Registered with the Registrar of Newspapers for India under R.N.I 53640/91
Vol. XXX No. 7, August 1-15, 2020
Historically there have been many ways of isolating patients with infectious diseases. The ill can be removed to a place where they cannot infect others. If they are treated at home, then the residence itself can carry a warning sign – a method that has been in place since the time of the plagues. The most disturbing however, and even traumatic for those living in such houses, is the prospect of being barricaded in. And yet, this is precisely what the city’s civic body is doing, and this is now being copied by other cities too.
The modus operandi, so we learn, is that the moment a test detects someone as Covid positive, their address details are shared by the laboratory itself with the Corporation. Whereupon, representatives of the civic body arrive and put up corrugated metal sheet barricades all around the residence. If it is an independent house, the family of the infected person stays in; and if it is a multi-storeyed building, then everyone else in the block also stay at home. Flex banners are then hung out on the corrugated sheets, informing all passers-by and vendors that the house contains infected people.

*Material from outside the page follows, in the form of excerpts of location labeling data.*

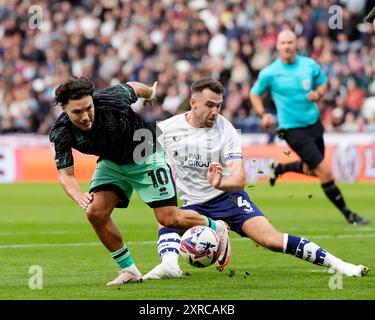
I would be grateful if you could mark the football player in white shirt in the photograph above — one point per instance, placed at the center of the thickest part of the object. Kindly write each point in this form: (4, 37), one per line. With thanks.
(210, 178)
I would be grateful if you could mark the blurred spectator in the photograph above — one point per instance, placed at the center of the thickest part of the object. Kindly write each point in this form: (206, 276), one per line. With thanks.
(175, 42)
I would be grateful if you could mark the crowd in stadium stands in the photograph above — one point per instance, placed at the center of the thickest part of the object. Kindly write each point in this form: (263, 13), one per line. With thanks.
(176, 42)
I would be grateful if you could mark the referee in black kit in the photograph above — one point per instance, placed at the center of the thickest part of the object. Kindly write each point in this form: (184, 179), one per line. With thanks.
(296, 83)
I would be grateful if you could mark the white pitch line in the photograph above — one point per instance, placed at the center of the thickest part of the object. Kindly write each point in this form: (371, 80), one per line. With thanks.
(83, 244)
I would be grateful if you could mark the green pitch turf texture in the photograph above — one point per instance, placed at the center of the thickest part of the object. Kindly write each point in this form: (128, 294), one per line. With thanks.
(40, 225)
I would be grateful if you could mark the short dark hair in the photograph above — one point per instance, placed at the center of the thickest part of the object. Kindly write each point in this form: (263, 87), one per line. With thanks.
(207, 83)
(73, 89)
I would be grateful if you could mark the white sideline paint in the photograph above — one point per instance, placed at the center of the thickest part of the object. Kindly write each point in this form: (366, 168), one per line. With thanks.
(84, 244)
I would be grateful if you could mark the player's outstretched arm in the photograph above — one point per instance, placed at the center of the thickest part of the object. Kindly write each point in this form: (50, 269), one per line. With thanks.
(144, 91)
(234, 181)
(72, 188)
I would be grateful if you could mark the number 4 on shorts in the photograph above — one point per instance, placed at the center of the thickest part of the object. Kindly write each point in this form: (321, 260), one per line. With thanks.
(244, 203)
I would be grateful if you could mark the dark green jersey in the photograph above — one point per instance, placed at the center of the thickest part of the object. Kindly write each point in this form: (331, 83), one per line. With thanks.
(112, 134)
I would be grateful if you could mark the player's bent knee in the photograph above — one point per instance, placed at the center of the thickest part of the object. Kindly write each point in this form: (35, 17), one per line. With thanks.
(97, 215)
(168, 217)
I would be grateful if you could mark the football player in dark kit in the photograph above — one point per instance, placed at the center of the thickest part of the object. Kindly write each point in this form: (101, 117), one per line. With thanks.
(102, 123)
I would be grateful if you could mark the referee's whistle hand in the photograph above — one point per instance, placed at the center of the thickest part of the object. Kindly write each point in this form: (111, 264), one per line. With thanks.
(267, 120)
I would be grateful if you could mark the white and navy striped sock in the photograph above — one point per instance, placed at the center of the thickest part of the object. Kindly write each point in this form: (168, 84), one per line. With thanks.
(169, 245)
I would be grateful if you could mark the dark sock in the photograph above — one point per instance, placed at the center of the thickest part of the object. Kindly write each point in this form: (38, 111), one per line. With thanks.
(334, 194)
(296, 166)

All very well thus far. But it is in the design of those barricades that there is much to object to. Rather in the manner in which the great Moghul is said to have buried alive a courtesan who was in love with his son, these sheets are nailed close all around the house, leaving a small opening for entry and exit. This presumably is for the health workers to come in and take a look at how the patient is recovering. But beyond that, it effectively makes a prison out of the whole building.

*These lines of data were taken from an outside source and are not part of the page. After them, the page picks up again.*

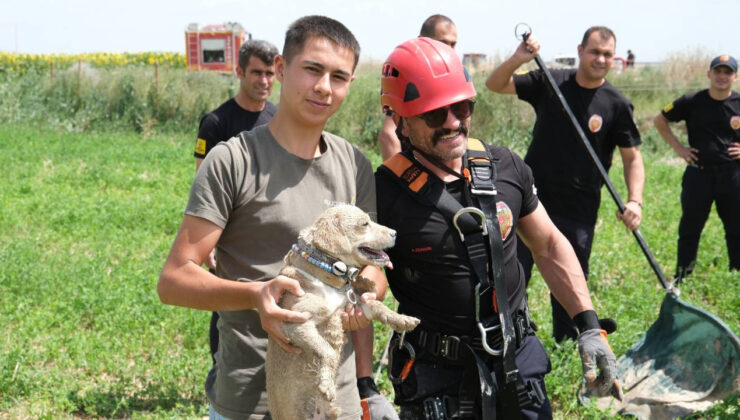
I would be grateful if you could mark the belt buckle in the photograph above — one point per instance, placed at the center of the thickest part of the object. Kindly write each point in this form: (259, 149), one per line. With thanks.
(484, 339)
(450, 347)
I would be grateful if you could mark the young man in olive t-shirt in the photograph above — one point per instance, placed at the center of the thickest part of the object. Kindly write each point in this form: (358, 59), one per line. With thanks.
(250, 198)
(248, 109)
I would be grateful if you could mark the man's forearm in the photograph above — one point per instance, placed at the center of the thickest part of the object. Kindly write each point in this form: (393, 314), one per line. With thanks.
(362, 341)
(562, 272)
(634, 177)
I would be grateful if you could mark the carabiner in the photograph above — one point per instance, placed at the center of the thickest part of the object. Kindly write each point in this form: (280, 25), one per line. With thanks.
(402, 345)
(474, 210)
(484, 339)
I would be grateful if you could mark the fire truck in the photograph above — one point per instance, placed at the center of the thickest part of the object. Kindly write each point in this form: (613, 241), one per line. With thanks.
(214, 47)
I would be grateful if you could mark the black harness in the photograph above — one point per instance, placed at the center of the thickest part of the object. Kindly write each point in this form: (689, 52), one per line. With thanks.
(480, 232)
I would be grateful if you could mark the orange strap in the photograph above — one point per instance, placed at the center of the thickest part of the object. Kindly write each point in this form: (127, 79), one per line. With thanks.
(603, 335)
(365, 410)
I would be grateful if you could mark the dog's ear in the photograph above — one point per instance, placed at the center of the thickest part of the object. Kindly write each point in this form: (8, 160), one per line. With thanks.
(328, 235)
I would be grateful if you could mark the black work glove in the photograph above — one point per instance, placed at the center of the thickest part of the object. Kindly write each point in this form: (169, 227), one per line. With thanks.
(595, 352)
(374, 405)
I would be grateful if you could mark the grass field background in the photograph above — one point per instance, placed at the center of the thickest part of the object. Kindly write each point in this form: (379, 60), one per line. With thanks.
(88, 213)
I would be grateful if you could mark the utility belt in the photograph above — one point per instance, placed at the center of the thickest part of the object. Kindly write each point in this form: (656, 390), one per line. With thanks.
(435, 346)
(716, 167)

Now, a residence or a block of flats may be faced with situations when mass evacuation is needed. What happens if there is a fire for instance? How can all residents rush out to safety if the gates are as wide as the proverbial eye of the needle? What if a person has a fracture and has to be removed in a stretcher or needs an ambulance to be brought to the doorstep? There could be an earthquake – such a happening though rare is not unknown in the city. After all, Covid is not the only problem that people may face. And even among those infected with Covid, there are instances where doctors ask for the patient to be sent out for scans. How is this to be achieved? And in which medical or administrative journal is it mandated that Covid patients need to be isolated behind corrugated sheets? Of course, given the general indiscipline that is rampant in our city, the Corporation may have come up with this measure out of desperation in its attempts to isolate the infected. Even then, some other form of surveillance, especially in these technologically evolved times may have been far better. It is also reliably learnt that while the fixing of the barricades is quite prompt, the removal is not such a fast process and involves repeated reminders.
Chennai citizens appear to be a patient lot and tolerate this kind of hemming in. On the other hand, there have been protests in Bengaluru over this boarding up and the civic body there was forced to not only remove such barricades but also issue an apology. It is high time the Corporation of Chennai comes up with a more evolved solution in keeping with the city’s image of being a technological capital. Such tactics as barricading belong to the middle ages.